Photos: C messier / Wikimedia Commons / CC BY-SA 4.0; George E. Koronaios / Wikimedia Commons / CC BY-SA 4.0.

Frequently asked questions

What is Kolonaki known for?
Kolonaki is an upscale, central residential neighbourhood of Athens at the foot of Lycabettus Hill. It's known for its cafe culture around Kolonaki Square, independent boutiques and Greek designers, and small, high-quality museums including the Benaki Museum and the Museum of Cycladic Art. It's the calm, refined alternative to touristy Plaka, and it's an 8 to 12 minute flat walk from Syntagma Square and the metro.
What are the best things to do in Kolonaki, Athens?

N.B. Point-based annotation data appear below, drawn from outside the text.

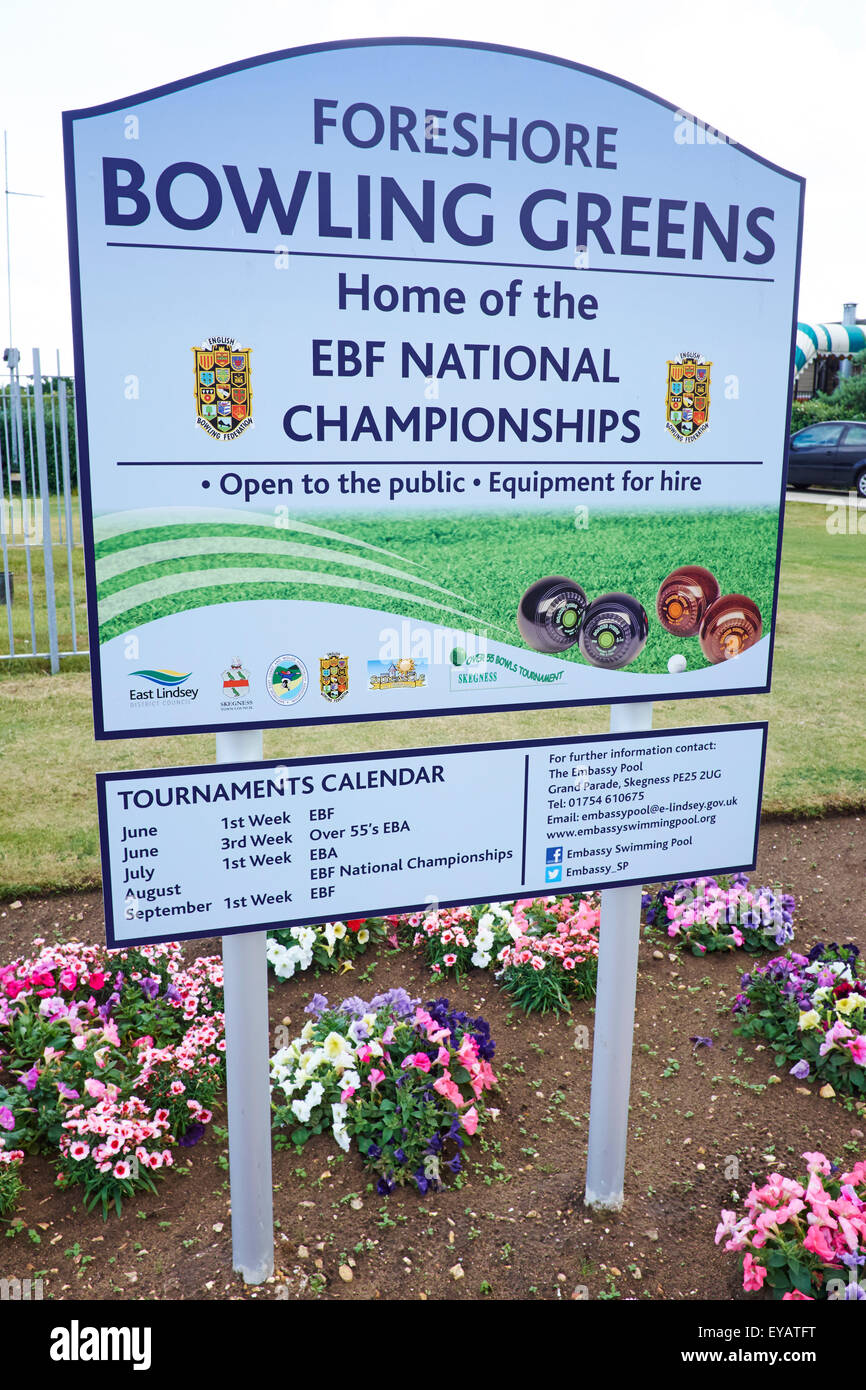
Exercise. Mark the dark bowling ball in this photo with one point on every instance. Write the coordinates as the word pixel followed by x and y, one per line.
pixel 613 631
pixel 549 613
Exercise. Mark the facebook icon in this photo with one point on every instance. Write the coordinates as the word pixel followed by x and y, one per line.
pixel 553 863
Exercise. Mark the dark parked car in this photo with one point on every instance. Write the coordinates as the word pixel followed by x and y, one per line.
pixel 831 455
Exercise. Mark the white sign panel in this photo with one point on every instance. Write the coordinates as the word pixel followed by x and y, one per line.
pixel 195 852
pixel 424 377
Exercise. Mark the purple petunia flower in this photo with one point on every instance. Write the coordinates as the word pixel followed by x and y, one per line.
pixel 192 1134
pixel 353 1007
pixel 396 1000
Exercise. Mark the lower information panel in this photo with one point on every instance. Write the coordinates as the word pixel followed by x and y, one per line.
pixel 243 847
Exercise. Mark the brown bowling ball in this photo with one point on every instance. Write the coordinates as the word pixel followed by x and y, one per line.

Sit for a slow freddo coffee at a cafe on Kolonaki Square, browse the independent boutiques and design shops on the streets above it, walk or ride the funicular up Lycabettus Hill for the best sunset view in Athens, and visit the Benaki Museum and the Museum of Cycladic Art. The whole neighbourhood is walkable, and the Acropolis and historic centre are a short stroll or a couple of metro stops away.
How do you get from Kolonaki to the Acropolis?
It's an easy, mostly downhill walk through the centre of Athens, roughly 20 to 25 minutes on foot, or a couple of stops on the metro from Syntagma or Evangelismos if the day is hot. Kolonaki is genuinely central, so most sights, including the Acropolis, are reachable on foot.
Is Kolonaki a good area to stay in Athens?
Yes, if you want a calm, safe, genuinely central base that feels like a real Athenian neighbourhood rather than a tourist strip. Kolonaki is walkable to Syntagma, the metro and the Acropolis, and it's quieter and more residential than Plaka. The main caveat is that it's built on a slope, so the upper streets are steep. For a lively, nightlife-heavy base, other neighbourhoods suit better.
How do you get up Lycabettus Hill?
Two ways: walk up the stepped paths through the pine, which is a real climb, or take the funicular (the teleferik), which runs up through the hill and saves your legs. At the summit you'll find the Chapel of St George and the widest viewpoint in central Athens, with the Acropolis and the sea in view on a clear day.